One of the most important activities providers in the clinic must do is stay aware of emerging as well as existing infections. Although the Zika virus in the Caribbean and Latin America is grabbing headlines, a few years ago it was dengue fever or chikungunya, which still require discussion, or there are malaria and yellow fever, which always require a risk assessment. The best resource available for education, Dr. Streit says, is the Centers for Disease Control and Prevention, which publishes guidance to prepare for travel to most destinations. There are also subscription websites for clinic staff that provide expert advice and updates that can be “more granular and nearly real-time.” These resources, combined with staying in contact with other Travel Medicine providers around the country, help Dr. Streit and her colleagues give their travelers as accurate as possible a picture before they set off.

Dr. Wiblin

The clinic itself is staffed by five providers—three physicians, an ARNP, and a PA—and sees about 60 travelers a month. They expanded the number of clinic visits five or six years ago, Dr. Streit reports, and TMC has kept those new slots and their existing ones almost continuously full. Additionally, they have now established services at the Iowa River Landing location, as Dr. Todd Wiblin has added travel medicine to his general medicine clinic there. TMC has also begun to explore the opportunities afforded by technological advances and the nature of their practice, such as telehealth for consultations with travelers or with other providers.

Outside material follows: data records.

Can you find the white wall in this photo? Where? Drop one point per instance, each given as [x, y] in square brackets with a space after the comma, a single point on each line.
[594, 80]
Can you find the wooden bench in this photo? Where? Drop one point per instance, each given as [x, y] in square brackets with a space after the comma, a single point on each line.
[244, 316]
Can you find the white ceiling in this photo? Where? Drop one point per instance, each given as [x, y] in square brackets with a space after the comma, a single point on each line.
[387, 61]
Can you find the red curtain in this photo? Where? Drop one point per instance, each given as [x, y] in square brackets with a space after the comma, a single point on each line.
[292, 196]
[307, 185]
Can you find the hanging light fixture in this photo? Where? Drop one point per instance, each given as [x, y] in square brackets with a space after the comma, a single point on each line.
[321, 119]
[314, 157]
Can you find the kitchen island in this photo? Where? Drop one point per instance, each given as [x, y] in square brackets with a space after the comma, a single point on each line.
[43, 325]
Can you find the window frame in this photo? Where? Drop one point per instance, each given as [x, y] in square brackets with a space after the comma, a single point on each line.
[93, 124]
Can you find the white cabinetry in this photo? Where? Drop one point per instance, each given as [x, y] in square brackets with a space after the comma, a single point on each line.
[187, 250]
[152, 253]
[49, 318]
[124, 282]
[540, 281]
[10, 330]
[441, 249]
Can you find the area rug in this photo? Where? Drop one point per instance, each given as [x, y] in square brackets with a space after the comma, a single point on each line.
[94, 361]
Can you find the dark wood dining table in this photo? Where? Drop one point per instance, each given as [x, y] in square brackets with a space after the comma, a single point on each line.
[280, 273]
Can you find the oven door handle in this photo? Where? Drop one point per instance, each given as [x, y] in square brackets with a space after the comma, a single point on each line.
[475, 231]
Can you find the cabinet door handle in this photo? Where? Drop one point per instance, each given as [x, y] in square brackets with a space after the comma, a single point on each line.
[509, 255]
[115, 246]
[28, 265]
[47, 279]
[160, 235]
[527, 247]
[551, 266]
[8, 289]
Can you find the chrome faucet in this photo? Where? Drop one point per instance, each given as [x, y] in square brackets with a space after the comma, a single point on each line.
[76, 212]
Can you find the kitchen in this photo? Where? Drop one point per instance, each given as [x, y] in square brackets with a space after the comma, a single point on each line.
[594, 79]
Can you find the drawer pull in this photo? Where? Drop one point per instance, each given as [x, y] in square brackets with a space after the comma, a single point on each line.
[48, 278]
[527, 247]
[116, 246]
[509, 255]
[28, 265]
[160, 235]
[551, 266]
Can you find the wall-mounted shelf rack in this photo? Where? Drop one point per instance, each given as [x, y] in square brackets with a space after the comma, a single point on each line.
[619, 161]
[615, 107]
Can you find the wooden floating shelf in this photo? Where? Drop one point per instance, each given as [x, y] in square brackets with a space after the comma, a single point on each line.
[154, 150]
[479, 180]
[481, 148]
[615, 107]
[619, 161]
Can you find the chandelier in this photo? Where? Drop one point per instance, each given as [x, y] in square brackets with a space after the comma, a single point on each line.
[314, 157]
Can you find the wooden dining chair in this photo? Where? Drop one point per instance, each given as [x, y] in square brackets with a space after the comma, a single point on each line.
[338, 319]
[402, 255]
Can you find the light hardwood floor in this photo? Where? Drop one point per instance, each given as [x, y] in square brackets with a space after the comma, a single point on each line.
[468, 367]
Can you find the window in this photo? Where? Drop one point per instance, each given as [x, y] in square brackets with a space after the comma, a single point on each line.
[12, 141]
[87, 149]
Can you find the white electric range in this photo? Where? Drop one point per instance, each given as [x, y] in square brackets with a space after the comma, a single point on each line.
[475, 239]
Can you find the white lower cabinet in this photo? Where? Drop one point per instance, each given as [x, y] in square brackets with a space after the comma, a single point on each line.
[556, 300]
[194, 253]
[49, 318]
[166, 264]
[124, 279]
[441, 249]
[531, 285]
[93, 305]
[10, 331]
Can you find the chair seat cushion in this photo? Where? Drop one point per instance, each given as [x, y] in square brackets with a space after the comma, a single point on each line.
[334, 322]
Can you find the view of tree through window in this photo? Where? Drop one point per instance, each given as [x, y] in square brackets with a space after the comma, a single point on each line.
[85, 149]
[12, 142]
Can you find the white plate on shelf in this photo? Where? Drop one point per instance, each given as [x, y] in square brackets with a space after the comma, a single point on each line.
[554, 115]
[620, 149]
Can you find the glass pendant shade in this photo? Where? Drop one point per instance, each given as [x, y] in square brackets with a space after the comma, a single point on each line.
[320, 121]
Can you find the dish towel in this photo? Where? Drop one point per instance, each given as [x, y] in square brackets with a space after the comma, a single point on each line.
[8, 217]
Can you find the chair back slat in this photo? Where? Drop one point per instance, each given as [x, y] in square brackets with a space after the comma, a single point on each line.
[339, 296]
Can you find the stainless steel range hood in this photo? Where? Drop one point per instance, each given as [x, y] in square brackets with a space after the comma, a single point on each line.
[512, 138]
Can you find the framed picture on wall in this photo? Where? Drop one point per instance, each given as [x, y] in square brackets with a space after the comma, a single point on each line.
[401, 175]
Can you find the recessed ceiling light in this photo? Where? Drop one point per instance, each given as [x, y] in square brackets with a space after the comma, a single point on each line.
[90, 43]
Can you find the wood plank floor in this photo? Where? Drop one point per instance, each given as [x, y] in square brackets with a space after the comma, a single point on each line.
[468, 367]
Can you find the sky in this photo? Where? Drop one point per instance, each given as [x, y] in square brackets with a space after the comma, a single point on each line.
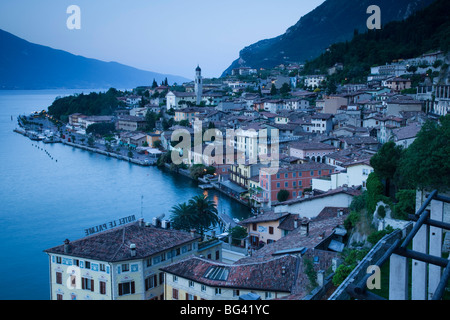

As smoothly as Dr. Streit and her colleagues have engineered their clinic, there are still the occasional bumps, from vaccine and medication shortages, which can force some logistical juggling, to the seasonality of travel, when TMC could use some additional slots. “The conversations we have in clinic adapt to the specific circumstances of the traveler, their itinerary, and infectious disease current events,” Dr. Streit says. Ultimately, though, the clinic’s goal is to provide the traveler with a comprehensive picture of what he or she may encounter and guidance to make informed decisions before and during their trip. “As much information as we can provide so that they can make the best decision for themselves.”

And though the international health threats may change and the clinic’s providers now prescribe antibiotics in more considered ways due to resistance concerns or evolving knowledge of drug interactions, TMC’s consistency of excellence continues. “Our primary success,” Dr. Streit says, “isn’t readily measured.” If they have done their job correctly, she explains, of properly preparing a traveler to visit a far-flung part of the world, they expect to never hear from or about that person again. “It’s the proverbial ‘no news is good news.’” Until the next trip.